Journal of Artificial Intelligence and AI Ethics
Journal of Artificial Intelligence and AI Ethics

Research Article Volume: 1 & Issue: 1

From Hierarchies to Loops: Rethinking Public Sector Structures for Responsible AI Integration

Sebastain Obeta*, Adoration Chigere, Dr Ikpe Ibanga, Ruth Itua, Linda Oraegbunam, Andrew Chinonso Nwanakwaugwu, Godson Nmesoma Ozioma, Chidinma Anumaka

Received : November 21, 2025 | Published : January 09, 2026

Citation: Obeta, S., Chigere, A., Ibanga, I., Itua, R., Oraegbunam, L., Nwanakwaugwu, A. C., Ozioma, G. N. & Anumaka, C. (2026), ‘From hierarchies to loops: Rethinking public sector structures for responsible AI integration’, Journal of Artificial Intelligence and AI Ethics, vol. 1, no. 1, pp. 1–10.

Abstract

As artificial intelligence (AI) systems shift from automating tasks to supporting cognitive decision-making, public-sector organisations face both structural and philosophical disruptions.
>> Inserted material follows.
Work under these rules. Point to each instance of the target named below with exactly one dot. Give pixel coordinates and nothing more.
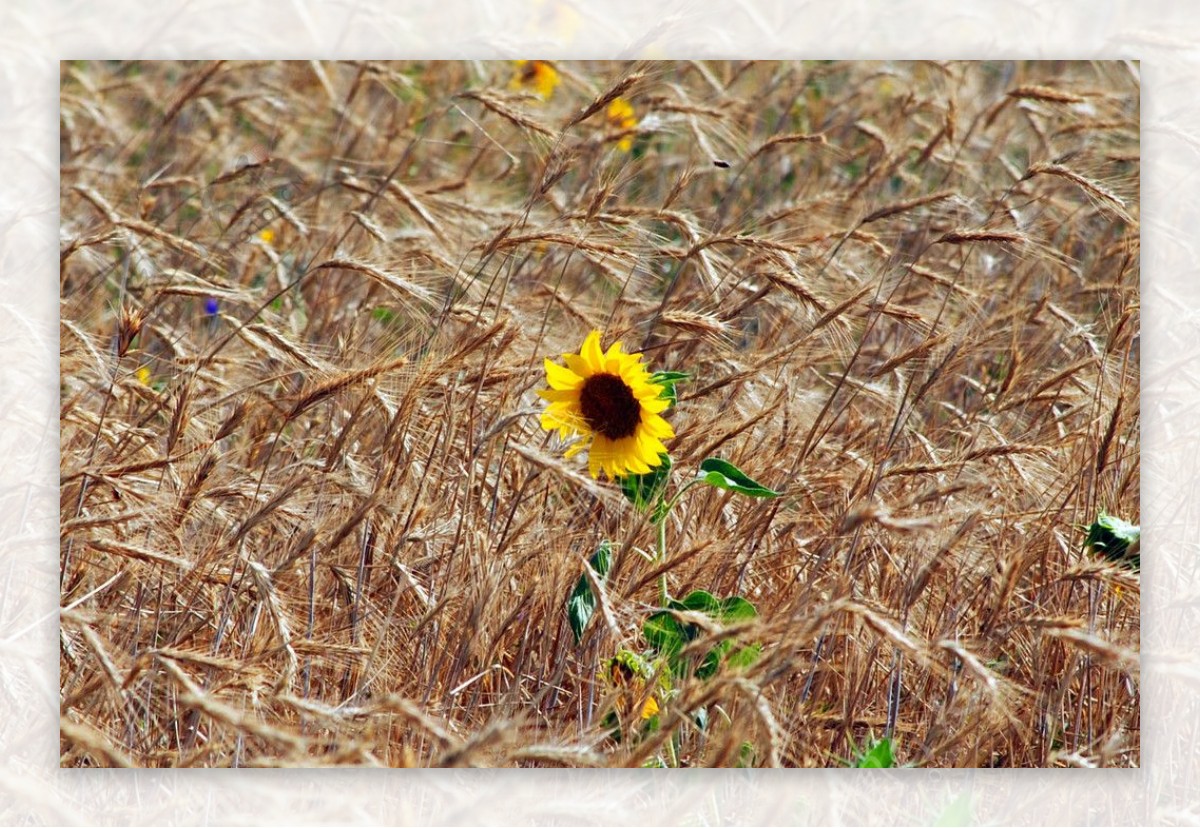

Traditional departmental hierarchies, designed to manage human limitations in complexity, are increasingly misaligned with AI-native workflows, which prioritise speed, feedback, and dynamic abstraction. This paper introduces the concept of “Neural Government Design,” a framework where public organisations function as adaptive cognitive systems with looped information flows, recursive decision structures, and hybrid human-AI reasoning. Drawing on organisational theory, systems thinking, and real-world examples from the NHS and local councils, we examine how AI integration challenges traditional bureaucracy. We then present both hypothetical and existing use cases where looped, feedback-driven models yield more responsive, ethical, and efficient public services. Finally, we propose design principles and metrics for assessing intelligence throughput, collaborative yield, and cognitive compression in AI-enabled government structures. This paper aims to bridge academic theory and public sector transformation, offering actionable insights for researchers, technologists, and civil servants shaping the future of AI governance.